A Radiation Viewpoint of Reconfigurable Reflectarray Elements: Performance Limit, Evaluation Criterion and Design Process

TL;DR

This paper introduces a radiation viewpoint for reconfigurable reflectarray elements, enabling systematic design, performance evaluation, and theoretical limit prediction, thus addressing challenges in wideband and high-frequency RRA development.

Contribution

It proposes a novel radiation-based modeling and evaluation framework for RRA elements, facilitating systematic design and performance prediction before detailed structure development.

Findings

Validated with a practical 1-bit RRA element.

Successfully designed a wideband RRA element.

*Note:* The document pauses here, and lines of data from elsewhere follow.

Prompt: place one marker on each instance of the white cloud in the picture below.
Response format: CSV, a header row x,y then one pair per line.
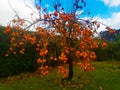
x,y
7,14
111,3
113,22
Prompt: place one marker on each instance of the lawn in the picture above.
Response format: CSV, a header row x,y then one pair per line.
x,y
106,76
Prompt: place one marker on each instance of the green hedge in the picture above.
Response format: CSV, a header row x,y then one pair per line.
x,y
111,52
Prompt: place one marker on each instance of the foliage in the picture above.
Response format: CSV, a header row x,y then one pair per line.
x,y
14,64
99,79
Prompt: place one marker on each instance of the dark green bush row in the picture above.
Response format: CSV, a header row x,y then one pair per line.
x,y
111,52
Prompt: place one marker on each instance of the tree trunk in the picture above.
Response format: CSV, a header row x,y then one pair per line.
x,y
70,74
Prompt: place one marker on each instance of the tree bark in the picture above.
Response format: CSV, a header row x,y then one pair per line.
x,y
70,74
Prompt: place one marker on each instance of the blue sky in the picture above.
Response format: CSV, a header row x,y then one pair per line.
x,y
96,7
105,11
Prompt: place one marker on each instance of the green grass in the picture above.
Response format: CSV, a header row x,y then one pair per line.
x,y
106,76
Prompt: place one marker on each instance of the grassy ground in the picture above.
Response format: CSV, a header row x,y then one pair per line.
x,y
106,76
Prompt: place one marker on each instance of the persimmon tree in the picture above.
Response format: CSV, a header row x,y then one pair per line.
x,y
74,37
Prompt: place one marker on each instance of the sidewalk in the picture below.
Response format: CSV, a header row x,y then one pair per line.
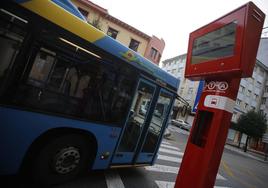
x,y
250,153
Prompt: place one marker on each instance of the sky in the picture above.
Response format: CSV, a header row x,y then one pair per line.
x,y
173,20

Provided a systematic design process and performance limits.

Abstract

Reconfigurable reflectarray antennas (RRAs) have rapidly developed with various prototypes proposed in recent literatures. However, designing wideband, multiband, or high-frequency RRAs faces great challenges, especially the lengthy simulation time due to the lack of systematic design guidance. The current scattering viewpoint of the RRA element, which couples antenna structures and switches during the design process, fails to address these issues. Here, we propose a novel radiation viewpoint to model, evaluate, and design RRA elements. Using this viewpoint, the design goal is to match the element impedance to a characteristic impedance pre-calculated by switch parameters, allowing various impedance matching techniques developed in classical antennas to be applied in RRA element design. Furthermore, the theoretical performance limit can be pre-determined at given switch parameters before designing specific structures, and the constant loss curve is suggested as an intuitive tool to evaluate element performance in the Smith chart. The proposed method is validated by a practical 1-bit RRA element with degraded switch parameters. Then, a 1-bit RRA element with wideband performance is successfully designed using the proposed design process. The proposed method provides a novel perspective of RRA elements, and offers a systematic and effective guidance for designing wideband, multiband, and high-frequency RRAs.